Chris Thornton sees child abuse as the thing no one wants to talk or think about. But in his role as president of the board of directors for the Children’s Safety Center, he’s helping bring awareness to the issue. He’s also playing a role in improving the lives of countless children.
“I want to see kids become the best they can be,” Thornton said.
Thornton was one of hundreds of people attending the Dream Big Charity Gala on Saturday (July 19) at Fayetteville Town Center. The annual fundraiser benefits the Children’s Safety Center, which in 2013, provided services to 533 children.
The Children’s Safety Center in Springdale is a child-friendly, family-centered organization that coordinates the investigation, prosecution, and treatment services to child victims of sexual and physical abuse in Washington County, according to the agency’s website.
The center brings together a team of professionals that includes law enforcement, child protective services, victim service providers, prosecutors, medical personnel, mental health professionals and community volunteers. The team works together to ensure that the best interest of the child victim is being served.
The Dream Big gala was the eighth annual fundraiser for the nonprofit organization. Videos aired during the event featured staff members talking about their work and some of the issues faced by the children served. Children’s handprints in a rainbow of colors were visible on the walls in the background, a testimony to the numbers of children served since the nonprofit agency opened in 1997.
Emily Rappe, development director for the center, asked audience members to open their hearts to what’s going in the community and consider giving to the cause. “Dreams worth saving” was a special focus of the gala. The event fundraising goal was $65,000.
The Children’s Safety Center presented two awards during the evening’s program.
Karis Chastain, an Arkansas State Police investigator, received the 2014 Ordinary Hero Award, which is described as an award for an ordinary hero doing extraordinary things. Adam Crites, who presented the honor, said there are three types of people in the world: sheep (the innocent people of society), wolves (the depraved among society who prey on those sheep) and the sheepdog, who stands between the wolf and the sheep to end the violence and protect the sheep. He described Chastain as clearly a sheepdog.

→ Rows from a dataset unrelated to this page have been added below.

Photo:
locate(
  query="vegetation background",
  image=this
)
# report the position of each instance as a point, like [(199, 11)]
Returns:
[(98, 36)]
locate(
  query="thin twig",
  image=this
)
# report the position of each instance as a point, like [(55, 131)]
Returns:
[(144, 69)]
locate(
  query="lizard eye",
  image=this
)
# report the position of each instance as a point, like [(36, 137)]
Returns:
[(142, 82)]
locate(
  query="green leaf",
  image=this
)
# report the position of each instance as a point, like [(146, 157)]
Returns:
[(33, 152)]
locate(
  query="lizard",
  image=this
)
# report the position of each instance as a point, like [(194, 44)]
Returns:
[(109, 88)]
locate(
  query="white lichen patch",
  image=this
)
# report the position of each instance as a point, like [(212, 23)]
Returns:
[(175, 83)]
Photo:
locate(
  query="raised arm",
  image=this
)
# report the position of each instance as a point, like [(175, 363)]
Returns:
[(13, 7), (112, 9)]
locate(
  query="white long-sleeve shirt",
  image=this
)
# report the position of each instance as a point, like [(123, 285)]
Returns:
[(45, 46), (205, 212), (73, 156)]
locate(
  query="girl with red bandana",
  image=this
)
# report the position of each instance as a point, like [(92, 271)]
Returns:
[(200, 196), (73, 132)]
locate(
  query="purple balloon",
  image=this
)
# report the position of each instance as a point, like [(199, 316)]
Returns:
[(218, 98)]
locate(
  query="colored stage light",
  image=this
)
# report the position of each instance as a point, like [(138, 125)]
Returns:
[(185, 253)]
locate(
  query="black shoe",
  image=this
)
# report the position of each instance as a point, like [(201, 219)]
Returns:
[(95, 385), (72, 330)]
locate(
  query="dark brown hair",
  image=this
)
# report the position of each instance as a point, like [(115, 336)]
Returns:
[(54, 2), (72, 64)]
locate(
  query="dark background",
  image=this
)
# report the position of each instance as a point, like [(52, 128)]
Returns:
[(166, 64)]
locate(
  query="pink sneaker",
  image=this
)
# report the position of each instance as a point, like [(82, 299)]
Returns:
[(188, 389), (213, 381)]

John Threet, prosecuting attorney for the 4th Judicial District, received the 2014 Extraordinary Hero Award for his work with and support of the Children’s Safety Center throughout the years. Threet will become a circuit judge in January. When he spoke a few moments later during a special appeal, Threet told the audience that he believes “There’s no loftier goal than trying to bring a child out of despair.”
Richard and Jordan Watkins of presenting sponsor Johnson & Johnson served as 2014 Dream Big Charity Gala chairmen. Richard Watkins said they could not serve in the role without the dedicated staff, the more than 200 businesses providing support for the gala, and the gala committee members who worked tirelessly to plan and present the fundraiser. Watkins said more than 5,000 hours went toward preparing for the gala.
Sarah White will be the 2015 gala chair.